EU Ukraine Aid Deal Is a Pawn in Orban’s Longer Populist Game

EU Ukraine Aid Deal Is a Pawn in Orban’s Longer Populist Game

After months of bluster against financial aid for Ukraine, Prime Minister Viktor Orban of Hungary on Thursday yielded to intense pressure from fellow European leaders, but not before he tried to change the topic in Brussels by meeting with angry Belgian farmers beside a convoy of tractors and voicing support for the protests roiling Europe.

In what amounted to a campaign stop ahead of European elections in June that he hopes will shift Europe’s balance of power in his direction, Mr. Orban skipped a dinner with European leaders on Wednesday evening and went to talk to the farmers who had gathered outside the Brussels venue for Thursday’s make-or-break summit meeting on Ukraine.

“We need to find new leaders who truly represent the interests of the people,” Mr. Orban told the farmers, leaving little doubt that he includes himself in what he sees as an inevitable changing of the guard in Brussels, the headquarters of the European Union.

For Mr. Orban, whether to send billions of dollars to Ukraine has never been a question of immovable principle, and he folded Thursday when told that some member states were serious about isolating him, even stripping him of his vote, if he continued to block the aid. Rather, it is just one of many issues on which he has sought to position himself as the leader of a pan-European movement in defense of national sovereignty and traditional values against what he scorns as out-of-touch urban elites.

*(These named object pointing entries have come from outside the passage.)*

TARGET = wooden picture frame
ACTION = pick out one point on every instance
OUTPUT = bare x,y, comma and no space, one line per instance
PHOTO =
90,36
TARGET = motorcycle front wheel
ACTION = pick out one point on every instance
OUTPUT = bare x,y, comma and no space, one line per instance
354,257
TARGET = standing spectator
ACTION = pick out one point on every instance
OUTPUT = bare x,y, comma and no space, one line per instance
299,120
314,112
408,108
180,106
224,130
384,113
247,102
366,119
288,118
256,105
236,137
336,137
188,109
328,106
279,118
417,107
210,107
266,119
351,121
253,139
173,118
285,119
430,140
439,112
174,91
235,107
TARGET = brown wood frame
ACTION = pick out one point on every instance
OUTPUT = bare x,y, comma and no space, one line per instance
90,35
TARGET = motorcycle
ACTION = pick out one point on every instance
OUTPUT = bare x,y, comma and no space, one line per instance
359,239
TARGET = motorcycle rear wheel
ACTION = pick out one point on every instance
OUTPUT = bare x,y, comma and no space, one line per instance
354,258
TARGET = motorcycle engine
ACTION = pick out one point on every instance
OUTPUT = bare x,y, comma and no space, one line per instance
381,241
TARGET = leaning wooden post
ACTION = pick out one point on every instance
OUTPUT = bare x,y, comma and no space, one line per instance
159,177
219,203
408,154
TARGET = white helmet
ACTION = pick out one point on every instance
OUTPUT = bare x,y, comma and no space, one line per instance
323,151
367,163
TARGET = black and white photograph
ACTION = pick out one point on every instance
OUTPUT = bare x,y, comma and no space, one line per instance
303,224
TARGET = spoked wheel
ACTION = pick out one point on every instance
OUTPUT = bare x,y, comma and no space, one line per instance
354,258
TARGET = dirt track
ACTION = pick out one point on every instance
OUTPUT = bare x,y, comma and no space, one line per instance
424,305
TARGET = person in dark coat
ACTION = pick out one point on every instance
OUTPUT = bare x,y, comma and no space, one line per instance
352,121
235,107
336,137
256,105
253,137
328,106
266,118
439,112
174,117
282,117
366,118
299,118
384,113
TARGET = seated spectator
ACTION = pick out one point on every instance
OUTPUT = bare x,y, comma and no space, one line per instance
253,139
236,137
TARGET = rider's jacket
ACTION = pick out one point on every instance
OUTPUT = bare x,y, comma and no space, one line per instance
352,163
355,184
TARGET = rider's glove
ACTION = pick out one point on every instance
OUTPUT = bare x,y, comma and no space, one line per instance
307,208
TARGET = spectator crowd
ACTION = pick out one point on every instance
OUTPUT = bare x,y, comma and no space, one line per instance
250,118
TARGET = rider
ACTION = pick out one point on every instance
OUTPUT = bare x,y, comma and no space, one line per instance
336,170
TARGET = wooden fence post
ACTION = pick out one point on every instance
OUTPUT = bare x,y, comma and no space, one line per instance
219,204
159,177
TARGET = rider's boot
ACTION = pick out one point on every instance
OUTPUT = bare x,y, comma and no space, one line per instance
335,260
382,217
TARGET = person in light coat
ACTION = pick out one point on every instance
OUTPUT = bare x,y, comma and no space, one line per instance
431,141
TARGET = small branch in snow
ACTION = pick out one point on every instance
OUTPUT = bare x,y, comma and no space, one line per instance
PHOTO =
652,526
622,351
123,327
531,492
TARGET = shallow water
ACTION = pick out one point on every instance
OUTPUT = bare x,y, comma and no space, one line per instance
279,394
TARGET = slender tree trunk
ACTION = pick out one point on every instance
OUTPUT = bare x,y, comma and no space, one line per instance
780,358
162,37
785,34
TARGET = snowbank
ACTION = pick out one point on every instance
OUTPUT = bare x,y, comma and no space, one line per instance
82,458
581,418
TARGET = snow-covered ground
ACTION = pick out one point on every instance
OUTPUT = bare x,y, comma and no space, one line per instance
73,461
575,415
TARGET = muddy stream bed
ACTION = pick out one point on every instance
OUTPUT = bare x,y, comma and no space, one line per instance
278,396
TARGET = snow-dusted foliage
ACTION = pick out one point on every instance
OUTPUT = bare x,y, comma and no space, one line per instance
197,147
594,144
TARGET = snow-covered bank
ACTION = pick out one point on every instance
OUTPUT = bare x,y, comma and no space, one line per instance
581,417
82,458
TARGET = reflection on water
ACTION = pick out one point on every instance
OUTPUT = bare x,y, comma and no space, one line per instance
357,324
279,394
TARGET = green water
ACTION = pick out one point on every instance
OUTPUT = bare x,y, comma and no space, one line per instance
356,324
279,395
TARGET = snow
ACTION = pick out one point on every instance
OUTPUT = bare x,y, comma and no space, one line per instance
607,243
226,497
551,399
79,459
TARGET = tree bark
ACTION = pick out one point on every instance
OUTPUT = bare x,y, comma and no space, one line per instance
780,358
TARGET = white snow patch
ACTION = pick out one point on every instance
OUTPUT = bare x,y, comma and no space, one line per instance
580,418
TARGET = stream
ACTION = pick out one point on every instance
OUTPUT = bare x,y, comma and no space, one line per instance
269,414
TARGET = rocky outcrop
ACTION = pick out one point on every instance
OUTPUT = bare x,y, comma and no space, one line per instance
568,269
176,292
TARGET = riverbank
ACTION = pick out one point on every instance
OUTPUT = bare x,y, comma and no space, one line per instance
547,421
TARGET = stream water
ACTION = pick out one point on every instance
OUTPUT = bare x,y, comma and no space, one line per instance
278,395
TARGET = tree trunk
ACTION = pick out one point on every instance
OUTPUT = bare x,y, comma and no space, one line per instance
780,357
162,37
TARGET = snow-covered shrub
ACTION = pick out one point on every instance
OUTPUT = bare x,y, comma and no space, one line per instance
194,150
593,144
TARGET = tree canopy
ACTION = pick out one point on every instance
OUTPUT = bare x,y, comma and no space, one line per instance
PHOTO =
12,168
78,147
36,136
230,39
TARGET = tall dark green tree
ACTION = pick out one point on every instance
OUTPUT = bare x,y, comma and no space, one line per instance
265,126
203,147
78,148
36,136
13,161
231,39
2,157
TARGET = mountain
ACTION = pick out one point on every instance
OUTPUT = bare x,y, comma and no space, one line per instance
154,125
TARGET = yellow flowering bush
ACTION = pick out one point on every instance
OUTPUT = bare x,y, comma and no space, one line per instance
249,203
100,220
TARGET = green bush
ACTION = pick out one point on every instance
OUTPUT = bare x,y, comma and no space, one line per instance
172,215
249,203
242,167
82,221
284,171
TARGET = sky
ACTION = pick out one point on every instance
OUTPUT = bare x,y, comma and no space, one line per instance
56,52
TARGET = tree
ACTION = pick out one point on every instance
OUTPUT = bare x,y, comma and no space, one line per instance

Headlines on Thursday morning in Hungarian news media outlets loyal to Mr. Orban’s government hinted that his main objective all along has been to position himself as a guiding beacon for Europeans dissatisfied with the status quo and looking for a leader ready to discomfit mainstream opinion.

“Hungary in the lead,” trumpeted Mandiner, a pro-government weekly and online news site. “All eyes on Viktor Orban again,” said Index, an online news portal that used to be independent but is now firmly on the government’s side after it was taken over by a loyal tycoon.